Un’altra marca distintiva è il genere, il fantasy, la cui attuale popolarità è amplificata dal legame con la letteratura. Le storie di Game of Thrones si basano sul ciclo di romanzi “Cronache del ghiaccio e del fuoco” di George R. Martin. La voce di Wikipedia dedicata a GoT ne descrive l’ambientazione come “un grande mondo immaginario costituito principalmente dal continente Occidentale (Westeros) e da quello Orientale (Essos). Il centro più grande e civilizzato del continente Occidentale è la città capitale, Approdo del Re, dove si trova il Trono di Spade dei Sette Regni. La lotta per la conquista del trono porta le più potenti e nobili famiglie del continente a scontrarsi o allearsi tra loro in un contorto gioco di potere”. (Oltre alla quantità di parole-chiave, un ulteriore indicatore della popolarità di una serie è lo spazio che occupa su Wikipedia: nel caso di Game of Thrones è davvero impressionante). In ossequio alle regole di genere, insieme agli esseri umani l’affollatissimo universo di Game of Thrones è popolato di draghi, zombie, umanoidi malvagi, esseri soprannaturali, persino meta-lupi. Ma per quanto straordinari e fantasiosi siano i personaggi, le relazioni che li legano fanno capo ai classici ingredienti di base di ogni narrazione, dai grandi romanzi alla soap opera: sentimenti, sesso e potere.

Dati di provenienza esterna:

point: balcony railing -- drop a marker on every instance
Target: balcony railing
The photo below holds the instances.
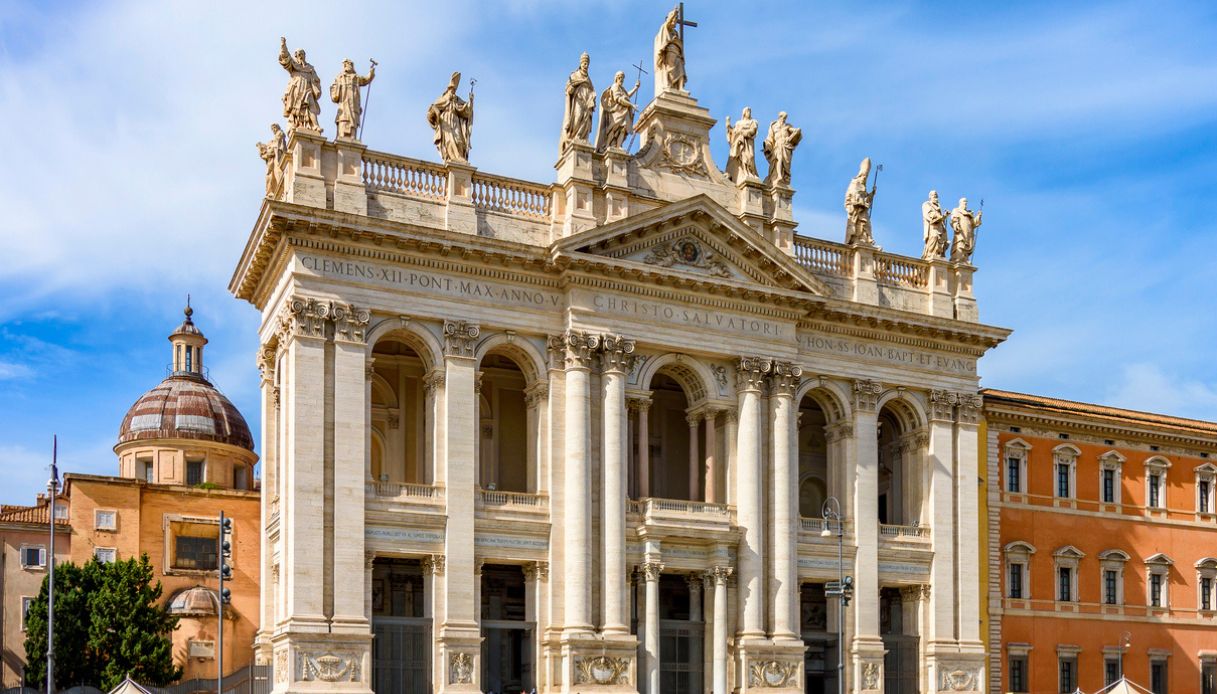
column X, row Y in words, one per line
column 405, row 491
column 904, row 531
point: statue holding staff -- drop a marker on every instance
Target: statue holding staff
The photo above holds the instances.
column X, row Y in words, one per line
column 616, row 113
column 779, row 147
column 965, row 223
column 301, row 105
column 581, row 104
column 741, row 157
column 452, row 118
column 345, row 91
column 934, row 228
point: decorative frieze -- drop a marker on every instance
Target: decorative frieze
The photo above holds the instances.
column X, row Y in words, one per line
column 865, row 395
column 460, row 337
column 616, row 353
column 750, row 373
column 784, row 379
column 601, row 670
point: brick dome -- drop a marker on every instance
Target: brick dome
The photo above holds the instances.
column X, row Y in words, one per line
column 185, row 406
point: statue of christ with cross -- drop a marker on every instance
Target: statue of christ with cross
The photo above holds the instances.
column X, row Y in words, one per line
column 669, row 73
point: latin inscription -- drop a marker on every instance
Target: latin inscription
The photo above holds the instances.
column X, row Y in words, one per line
column 902, row 356
column 431, row 283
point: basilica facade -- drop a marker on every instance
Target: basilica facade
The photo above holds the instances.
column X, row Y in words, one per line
column 623, row 431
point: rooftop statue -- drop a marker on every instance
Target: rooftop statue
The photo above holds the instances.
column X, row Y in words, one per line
column 669, row 52
column 303, row 89
column 857, row 207
column 452, row 118
column 345, row 91
column 934, row 223
column 581, row 102
column 273, row 152
column 965, row 223
column 779, row 147
column 616, row 113
column 741, row 158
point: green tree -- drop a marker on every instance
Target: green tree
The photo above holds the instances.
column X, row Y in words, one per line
column 107, row 625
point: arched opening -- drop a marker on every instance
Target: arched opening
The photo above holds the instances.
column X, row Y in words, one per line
column 397, row 446
column 504, row 427
column 898, row 483
column 813, row 458
column 672, row 442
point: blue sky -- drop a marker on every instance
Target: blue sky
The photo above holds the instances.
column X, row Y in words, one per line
column 130, row 175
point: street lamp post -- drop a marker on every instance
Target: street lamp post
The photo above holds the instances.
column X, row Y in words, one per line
column 843, row 587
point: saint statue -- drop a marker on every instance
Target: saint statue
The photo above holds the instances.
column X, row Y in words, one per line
column 857, row 208
column 273, row 152
column 452, row 117
column 741, row 158
column 581, row 102
column 303, row 89
column 669, row 54
column 779, row 147
column 345, row 91
column 934, row 224
column 616, row 113
column 965, row 223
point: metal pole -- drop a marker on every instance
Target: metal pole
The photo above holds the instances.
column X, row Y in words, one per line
column 219, row 654
column 52, row 486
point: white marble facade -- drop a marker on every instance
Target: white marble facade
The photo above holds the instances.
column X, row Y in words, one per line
column 592, row 387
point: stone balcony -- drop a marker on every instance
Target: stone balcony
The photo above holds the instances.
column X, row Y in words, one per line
column 347, row 177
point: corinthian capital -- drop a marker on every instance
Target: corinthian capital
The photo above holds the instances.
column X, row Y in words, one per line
column 750, row 373
column 784, row 379
column 460, row 337
column 865, row 395
column 616, row 353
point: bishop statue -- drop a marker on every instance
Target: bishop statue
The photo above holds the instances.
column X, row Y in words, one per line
column 741, row 157
column 345, row 91
column 452, row 118
column 581, row 102
column 301, row 105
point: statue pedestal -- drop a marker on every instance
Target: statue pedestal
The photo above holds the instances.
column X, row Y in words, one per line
column 349, row 194
column 304, row 184
column 575, row 174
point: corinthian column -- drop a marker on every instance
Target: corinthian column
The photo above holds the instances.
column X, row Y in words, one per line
column 579, row 348
column 750, row 375
column 615, row 361
column 785, row 475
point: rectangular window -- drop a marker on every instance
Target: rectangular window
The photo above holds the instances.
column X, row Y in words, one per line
column 1109, row 586
column 1063, row 480
column 1018, row 673
column 26, row 602
column 194, row 473
column 1157, row 677
column 1067, row 675
column 105, row 519
column 1016, row 581
column 196, row 553
column 33, row 557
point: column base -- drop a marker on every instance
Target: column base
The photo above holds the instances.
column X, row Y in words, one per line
column 601, row 665
column 769, row 666
column 955, row 669
column 314, row 662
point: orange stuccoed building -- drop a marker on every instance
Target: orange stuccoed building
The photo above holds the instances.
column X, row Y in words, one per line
column 1101, row 547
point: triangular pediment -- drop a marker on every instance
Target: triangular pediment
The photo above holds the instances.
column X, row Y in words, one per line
column 695, row 238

Infine il male, motore indiscutibile della serialità più recente: anch’esso ha un ruolo fondamentale in Game of Thrones. I fan sono costretti a capire subito la dura lezione dei Sette Regni: non ci si può affezionare a nessuno. Tutti possono morire. Nella prima stagione, ad esempio, viene subito fatto fuori uno dei protagonisti principali, Ned Stark, che sembrava la classica ancora di salvezza cui aggrapparsi per sopportare la violenza gratuita del re folle e ubriacone. Invece no, Stark non si salva. E per gli spaesati spettatori inizia un’altalena emotiva di speranze e delusioni che culmina con la storia di Jon Snow, uno dei pochi “buoni” a resistere fino alla quinta stagione. Ma anche lui finisce pugnalato a morte nel finale di stagione, scatenando uno “hype” senza precedenti per un’estate intera: “Jon Snow è morto veramente?”. Che io possa essere perdonata per la trivialità del paragone, ma in questo meraviglioso cliffhanger che lascia col fiato sospeso milioni di persone mi sembra di ritrovare l’eco di un’altra prodigiosa operazione di marketing, quella che nel lontano 1980 tenne in ansia mezzo mondo a chiedersi: “Chi ha sparato a JR?”. E anche in quel caso, la risposta fu piuttosto banale (tranquilli, non la svelerò, nel caso non siate in pari con le puntate).